Che mi davano fastidio le trombette, e i figlioletti altrui che mi ostruivano la vista mentre scorrazzavano avanti e indietro.
Mi dovevo concentrare nella partita.

A tifare, urlare, battere le mani, sudare, e guardare incredula questo ragazzo biondo molto carino (i geni del padre, I suppose :) che fino a ieri era un bambino un po’ goffo e cicciotto.
Che gioca bene.
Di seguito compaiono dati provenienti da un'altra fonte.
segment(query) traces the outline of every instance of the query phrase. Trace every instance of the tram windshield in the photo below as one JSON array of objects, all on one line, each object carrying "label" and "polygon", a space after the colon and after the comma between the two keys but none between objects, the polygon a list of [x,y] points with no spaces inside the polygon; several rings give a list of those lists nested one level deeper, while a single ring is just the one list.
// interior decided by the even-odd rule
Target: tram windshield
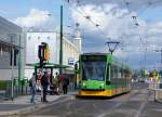
[{"label": "tram windshield", "polygon": [[106,69],[106,62],[83,62],[82,77],[83,80],[104,80]]}]

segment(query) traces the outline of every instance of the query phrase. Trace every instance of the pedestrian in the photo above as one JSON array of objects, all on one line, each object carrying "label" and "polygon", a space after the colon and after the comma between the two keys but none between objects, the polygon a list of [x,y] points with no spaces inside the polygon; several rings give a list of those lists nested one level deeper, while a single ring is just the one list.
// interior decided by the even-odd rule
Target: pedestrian
[{"label": "pedestrian", "polygon": [[63,79],[63,92],[64,92],[64,94],[67,94],[68,86],[69,86],[69,79],[67,77],[65,77]]},{"label": "pedestrian", "polygon": [[48,94],[48,86],[49,86],[49,80],[48,80],[48,72],[44,72],[44,75],[41,78],[41,86],[42,86],[42,90],[43,90],[43,98],[42,98],[42,102],[48,102],[46,100],[46,94]]},{"label": "pedestrian", "polygon": [[32,77],[29,79],[29,87],[30,87],[30,103],[35,103],[35,95],[36,95],[36,75],[32,74]]}]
Cioè, come un adulto.

Il mio ragazzo ha vinto.
Non me ne frega niente, ieri era il MIO ragazzo.
E lui ha vinto.
Tzè.

venerdì 10 maggio 2013

E' facile essere felici quando si è felici


immagine estratta dalla websfera

E non ho altro da dire su questa faccenda.

lunedì 6 maggio 2013

Just breathe

Uno dei miei pusher musicali ha tentato per anni di educarmi ai Pearl Jam, senza successo.
Il mio mancato gradimento per quel gruppo (nonchè una mia certa propensione alle attenzioni ossessive nei suoi riguardi) - a mio avviso - è stato uno dei motivi per i quali una bellissima amicizia non si è mai trasformata in niente di più profondo.
Una fortuna per entrambi, con il senno di poi.
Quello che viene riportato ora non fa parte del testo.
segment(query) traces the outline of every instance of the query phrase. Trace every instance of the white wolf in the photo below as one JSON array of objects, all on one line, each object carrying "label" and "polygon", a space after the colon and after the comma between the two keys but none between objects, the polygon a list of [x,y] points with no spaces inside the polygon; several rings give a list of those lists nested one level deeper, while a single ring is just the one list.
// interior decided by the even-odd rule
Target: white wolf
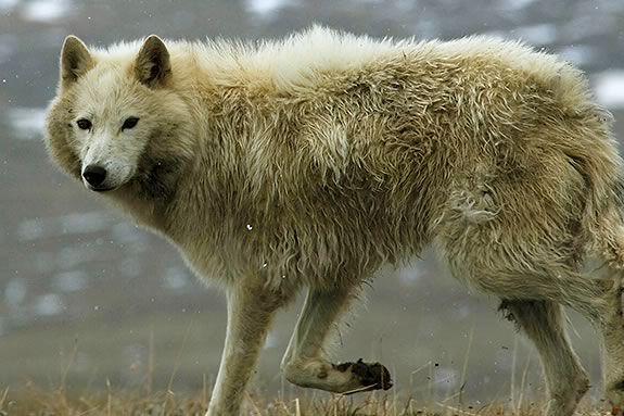
[{"label": "white wolf", "polygon": [[[549,416],[586,371],[561,306],[602,336],[624,401],[622,161],[583,75],[517,42],[373,40],[313,28],[239,45],[66,38],[47,118],[52,159],[222,282],[228,328],[208,415],[240,412],[277,310],[306,288],[285,377],[387,389],[381,364],[324,343],[362,280],[435,243],[542,356]],[[612,272],[582,272],[594,255]]]}]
Comunque, il poveretto - ancora amico mio, peraltro - ha tentato invano di introdurmi alla musica dei suoi beniamini tentando varie strade: infilandomi qualche canzone a tradimento nell'I-Pod, lavorando a dei CD propedeutici con selezione dosata che avrebbero dovuto garantirmi fidelizzazione assoluta.
Ma niente.
Non sono riuscita a farmeli piacere.

Poi, a distanza di anni.

Succede che un sabato pomeriggio di quel sole e quel caldo che aspetto da un anno intero, e sono dal parrucchiere invece che al mare, prendo i miei boccoli fresci di balayage, pantaloncini e amatissime Asics, e me ne vado a correre nel mio posto magico.
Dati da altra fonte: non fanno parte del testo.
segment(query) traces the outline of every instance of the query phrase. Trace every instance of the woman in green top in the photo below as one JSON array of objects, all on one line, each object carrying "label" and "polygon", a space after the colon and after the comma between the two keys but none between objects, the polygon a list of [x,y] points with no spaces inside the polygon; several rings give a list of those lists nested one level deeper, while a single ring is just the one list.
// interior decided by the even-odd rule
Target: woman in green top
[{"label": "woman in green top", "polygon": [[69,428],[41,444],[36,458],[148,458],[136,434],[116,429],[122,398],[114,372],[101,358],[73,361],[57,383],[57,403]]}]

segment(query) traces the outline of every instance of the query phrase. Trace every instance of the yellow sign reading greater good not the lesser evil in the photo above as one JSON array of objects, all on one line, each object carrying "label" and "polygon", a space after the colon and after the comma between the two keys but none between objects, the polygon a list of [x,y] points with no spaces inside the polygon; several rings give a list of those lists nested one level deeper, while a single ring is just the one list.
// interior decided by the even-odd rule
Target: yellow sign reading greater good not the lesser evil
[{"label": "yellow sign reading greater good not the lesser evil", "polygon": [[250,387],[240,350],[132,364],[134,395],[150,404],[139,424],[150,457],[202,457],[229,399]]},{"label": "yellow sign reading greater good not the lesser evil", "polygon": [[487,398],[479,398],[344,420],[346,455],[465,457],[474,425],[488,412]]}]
Musica nelle orecchie, e si parte, consapevole che la piega andrà a farsi benedire.

Poi succede che dopo i miei 45 minuti di sudore mi fermo a respirare davanti ad un prato verde.
Sono le 18:30 e il cielo è perfetto, il sole è perfetto, la fatica mi fa sentire parte di quel prato, quel cielo, e il venticello che mi asciuga il sudore sulla nuca.

Ed è amore.
Innamoramento di quelli miei, ossessivi.
Il treno che parte in discesa.
Per una volta senza nessuno che possa frenarmi.
E da quel momento in poi sarà solo quello, in loop, per due giorni.